Yeah I use a plugin for similar translation functionality, but with a local llama.cpp instance instead. Definitely useful and has increased my usage. Also works nicely on the Android version of the app.
That's only somewhat true if we are talking about the same sandbox nested (which would be quite dumb to do).
Escaping two different sandboxes are multiple times as hard, and a sane sandbox is not trivially picked, see web browsers and that the fact that the world is not one giant botnet.
Flatkill is very out of date and disingenuous. Flathub is very explicit and obnoxious about such unsafe permissions and can easily be modified by the user. It's also amusing that people here claim Wayland is a security theater too while posting about flatpak being bad because it's vulnerable to x11 issues.
No security boundary can prevent bad permissions just like in android.
> It's also amusing that people here claim Wayland is a security theater too while posting about flatpak being bad because it's vulnerable to x11 issues.

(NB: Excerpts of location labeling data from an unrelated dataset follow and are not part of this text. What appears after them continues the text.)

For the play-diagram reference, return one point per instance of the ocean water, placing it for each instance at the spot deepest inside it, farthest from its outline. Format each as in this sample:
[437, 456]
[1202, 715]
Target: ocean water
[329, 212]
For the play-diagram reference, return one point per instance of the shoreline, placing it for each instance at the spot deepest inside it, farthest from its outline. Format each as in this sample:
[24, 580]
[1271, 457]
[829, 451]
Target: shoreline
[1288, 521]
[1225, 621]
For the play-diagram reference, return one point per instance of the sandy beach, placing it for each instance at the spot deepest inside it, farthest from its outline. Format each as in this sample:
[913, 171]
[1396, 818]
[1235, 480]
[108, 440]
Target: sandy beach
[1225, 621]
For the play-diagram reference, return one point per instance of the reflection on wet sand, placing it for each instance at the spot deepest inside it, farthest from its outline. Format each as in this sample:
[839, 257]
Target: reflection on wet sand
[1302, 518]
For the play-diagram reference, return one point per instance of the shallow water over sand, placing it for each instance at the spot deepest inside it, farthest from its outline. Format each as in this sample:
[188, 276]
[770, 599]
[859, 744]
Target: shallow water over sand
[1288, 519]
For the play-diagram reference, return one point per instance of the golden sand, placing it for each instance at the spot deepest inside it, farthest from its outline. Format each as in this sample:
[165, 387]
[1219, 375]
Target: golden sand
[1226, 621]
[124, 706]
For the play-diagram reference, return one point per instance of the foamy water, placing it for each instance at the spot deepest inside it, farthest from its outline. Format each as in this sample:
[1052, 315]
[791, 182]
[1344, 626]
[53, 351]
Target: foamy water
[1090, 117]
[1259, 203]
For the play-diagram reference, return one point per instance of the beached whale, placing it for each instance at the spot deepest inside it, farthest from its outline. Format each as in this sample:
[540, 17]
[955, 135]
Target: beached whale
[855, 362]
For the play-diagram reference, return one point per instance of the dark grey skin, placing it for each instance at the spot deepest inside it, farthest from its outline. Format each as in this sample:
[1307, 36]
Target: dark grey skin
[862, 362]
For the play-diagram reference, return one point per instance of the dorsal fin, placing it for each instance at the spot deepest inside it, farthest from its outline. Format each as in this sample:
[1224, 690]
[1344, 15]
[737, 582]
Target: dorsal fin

They both create an illusion of safety. We all know that X.org had no security model and it sucks. Wayland put restrictions that would make sense if the rest of the desktop ecosystem was made with security in mind, but it wasn't. I've heard way too many claims like "Wayland makes keyloggers impossible" that are technically true but irrelevant in the real world, because a desktop environment is not just Wayland.
Flatpack is also misleading and its sanboxing is just not great, regardless of the problem with X11.
> No security boundary can prevent bad permissions just like in android.
Good bringing this up: in Android the applications ask the user for permissions, in flatpak permissions are granted based on what the developed asked. That's just bad.